UPDATE: Perez wins the election.

Today in Atlanta, the Democratic party will vote for a new party chair to replace the neoliberal party hack Donna Brazile who replaced another neoliberal party hack Debbie Wasserman-Schultz. Glenn Greenwald addresses the question why Barack Obama and Hillary Clinton urged Tom Perez to challenge Keith Ellison to run for the chair of the Democratic National Committee even though both share broadly similar political positions. He points to a long article by Clio Chang in The New Republic that says that these two neoliberals want to prevent the Bernie Sanders wing of the party from taking control of the party organization.


As Chang says:

As Jeff Stein points out at Vox, Sanders supporters are likely overstating the power of the DNC chair. But that is all the more reason to throw them a win. If an Ellison victory is a modest, symbolic concession, the upside is that Democrats will signal to progressive and younger voters, who Democrats will be desperate to turn out in 2018 and 2020, that they are on their side. It would be a choice of utmost pragmatism.

But members of the Democratic establishment don’t quite see it that way. The Hill reports, “Perez supporters have expressed concern about handing the party over to the Sanders wing of the party, arguing that Ellison would move the party too far to the left.” And the New York Times suggests that Democratic leaders pushed Perez to run because they viewed Ellison as too close to the Sanders wing.

It appears that the underlying reason some Democrats prefer Perez over Ellison has nothing to do with ideology, but rather his loyalty to the Obama wing. As the head of the DNC, Perez would allow that wing to retain more control, even if Obama-ites are loath to admit it. Sanders has been accused of re-litigating the primary in his criticisms of Perez, but the fact that Perez was pushed to run, while Ellison was quickly and easily unifying the left and center, seems like the move most predicated on primary scars.

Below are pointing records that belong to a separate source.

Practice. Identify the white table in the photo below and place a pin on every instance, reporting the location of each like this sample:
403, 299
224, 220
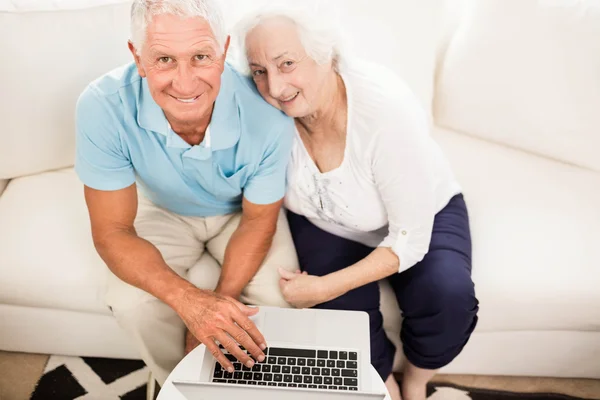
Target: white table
187, 370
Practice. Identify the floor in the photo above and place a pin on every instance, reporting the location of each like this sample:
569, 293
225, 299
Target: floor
19, 372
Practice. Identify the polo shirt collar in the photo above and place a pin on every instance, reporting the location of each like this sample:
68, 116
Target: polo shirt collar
224, 124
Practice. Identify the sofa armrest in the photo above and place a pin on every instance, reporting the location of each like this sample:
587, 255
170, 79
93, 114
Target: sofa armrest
3, 183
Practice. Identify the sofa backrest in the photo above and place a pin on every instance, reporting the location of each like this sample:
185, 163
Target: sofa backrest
526, 73
51, 51
57, 47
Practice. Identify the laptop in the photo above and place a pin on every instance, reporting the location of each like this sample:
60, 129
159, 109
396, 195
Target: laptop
312, 354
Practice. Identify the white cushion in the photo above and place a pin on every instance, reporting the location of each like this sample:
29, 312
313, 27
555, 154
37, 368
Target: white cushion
47, 258
57, 53
3, 183
526, 73
536, 229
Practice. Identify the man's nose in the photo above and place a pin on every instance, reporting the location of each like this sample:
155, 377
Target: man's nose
184, 81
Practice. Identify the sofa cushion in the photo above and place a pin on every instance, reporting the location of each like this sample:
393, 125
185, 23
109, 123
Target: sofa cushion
47, 258
527, 74
61, 47
3, 183
536, 229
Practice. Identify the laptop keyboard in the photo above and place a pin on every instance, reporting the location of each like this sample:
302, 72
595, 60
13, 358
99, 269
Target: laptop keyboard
303, 368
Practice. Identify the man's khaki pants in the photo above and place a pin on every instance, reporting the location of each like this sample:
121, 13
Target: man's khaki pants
194, 247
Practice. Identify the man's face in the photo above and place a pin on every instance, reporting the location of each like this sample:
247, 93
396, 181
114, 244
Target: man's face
182, 63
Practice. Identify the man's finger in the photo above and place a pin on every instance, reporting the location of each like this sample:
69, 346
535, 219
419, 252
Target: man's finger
247, 325
218, 354
242, 337
234, 349
244, 308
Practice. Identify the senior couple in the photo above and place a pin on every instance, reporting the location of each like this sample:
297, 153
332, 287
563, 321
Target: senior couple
186, 164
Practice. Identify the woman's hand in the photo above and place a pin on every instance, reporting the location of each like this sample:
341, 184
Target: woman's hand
302, 290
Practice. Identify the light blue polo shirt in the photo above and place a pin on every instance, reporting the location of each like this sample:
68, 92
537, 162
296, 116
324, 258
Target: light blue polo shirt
123, 137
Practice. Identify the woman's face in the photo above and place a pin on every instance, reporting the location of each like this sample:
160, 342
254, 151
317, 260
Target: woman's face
286, 77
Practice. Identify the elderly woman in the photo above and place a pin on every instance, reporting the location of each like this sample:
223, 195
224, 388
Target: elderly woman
370, 196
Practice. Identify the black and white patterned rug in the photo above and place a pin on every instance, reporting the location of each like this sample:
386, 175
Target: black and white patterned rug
85, 378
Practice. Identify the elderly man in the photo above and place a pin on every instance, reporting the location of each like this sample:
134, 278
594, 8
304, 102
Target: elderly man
209, 157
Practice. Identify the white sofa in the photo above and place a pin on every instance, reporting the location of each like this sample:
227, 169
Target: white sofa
513, 88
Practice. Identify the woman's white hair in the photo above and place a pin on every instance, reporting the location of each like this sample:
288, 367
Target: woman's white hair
143, 11
320, 35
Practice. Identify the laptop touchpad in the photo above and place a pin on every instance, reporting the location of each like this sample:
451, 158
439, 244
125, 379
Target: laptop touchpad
296, 327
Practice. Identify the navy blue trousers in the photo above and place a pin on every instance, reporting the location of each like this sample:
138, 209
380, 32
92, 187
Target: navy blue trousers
436, 296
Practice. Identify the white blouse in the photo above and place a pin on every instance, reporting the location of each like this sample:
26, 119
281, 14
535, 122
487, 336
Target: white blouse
393, 178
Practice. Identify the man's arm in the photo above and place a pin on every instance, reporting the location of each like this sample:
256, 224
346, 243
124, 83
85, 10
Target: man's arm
248, 246
136, 261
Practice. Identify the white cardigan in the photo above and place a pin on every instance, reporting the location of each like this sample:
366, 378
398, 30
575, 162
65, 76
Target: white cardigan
393, 179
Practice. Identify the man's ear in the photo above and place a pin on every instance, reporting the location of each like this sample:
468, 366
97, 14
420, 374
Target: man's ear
226, 47
137, 59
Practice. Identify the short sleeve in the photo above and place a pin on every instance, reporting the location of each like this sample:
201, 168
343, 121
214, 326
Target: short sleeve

Greenwald adds this about this proxy fight.

In other words, Perez, despite his progressive credentials, is viewed – with good reason – as a reliable functionary and trustworthy loyalist by those who have controlled the party and run it into the ground, whereas Ellison is viewed as an outsider who may not be as controllable and, worse, may lead the Sanders contingent to perceive that they have been integrated into and empowered within the party.

But there’s an uglier and more tawdry aspect to this. Just over two weeks after Ellison announced, the largest single funder of both the Democratic Party and the Clinton campaign – the Israeli-American billionaire Haim Saban – launched an incredibly ugly attack on Ellison, designed to signal his veto. “He is clearly an anti-Semite and anti-Israel individual,” pronounced Saban about the African-American Muslim Congressman, adding: “Keith Ellison would be a disaster for the relationship between the Jewish community and the Democratic Party.”

Saban has a long history not only of fanatical support for Israel – “I’m a one-issue guy, and my issue is Israel,” he told The New York Times in 2004 about himself – but also an ugly track record of animus toward Muslims. As The Forward gently put it, he is prone to “a bit of anti-Muslim bigotry,” including when he said Muslims deserve “more scrutiny,” and “also called for profiling and broader surveillance.” In 2014, he teamed up with right-wing billionaire Sheldon Adelson to push a pro-Israel agenda. In that notorious NYT profile, he attacked the ACLU for opposing Bush/Cheney civil liberties assaults and said: “On the issues of security and terrorism I am a total hawk.”

There’s no evidence that Saban’s attack on Ellison is what motivated the White House to recruit an opponent. But one would have to be indescribably naïve about the ways of Washington to believe that such a vicious denunciation by one of the party’s most influential billionaire funders had no effect at all. The DNC headquarters was built with Saban’s largesse: he donated $7 million to build that building, and previously served as chairman of the Party’s capital-expenditure campaign.

So when we say, correctly, that the Republican party is beholden to the wealthy, we should remember that the current ruling segment of the Democratic party is equally beholden. They just have different billionaires to please.

This is why the control of the Democratic party has to be wrested away from the Obama-Clinton neoliberal faction that has run the party into the ground by making it Republican-lite, and put in the hands of the Sanders faction.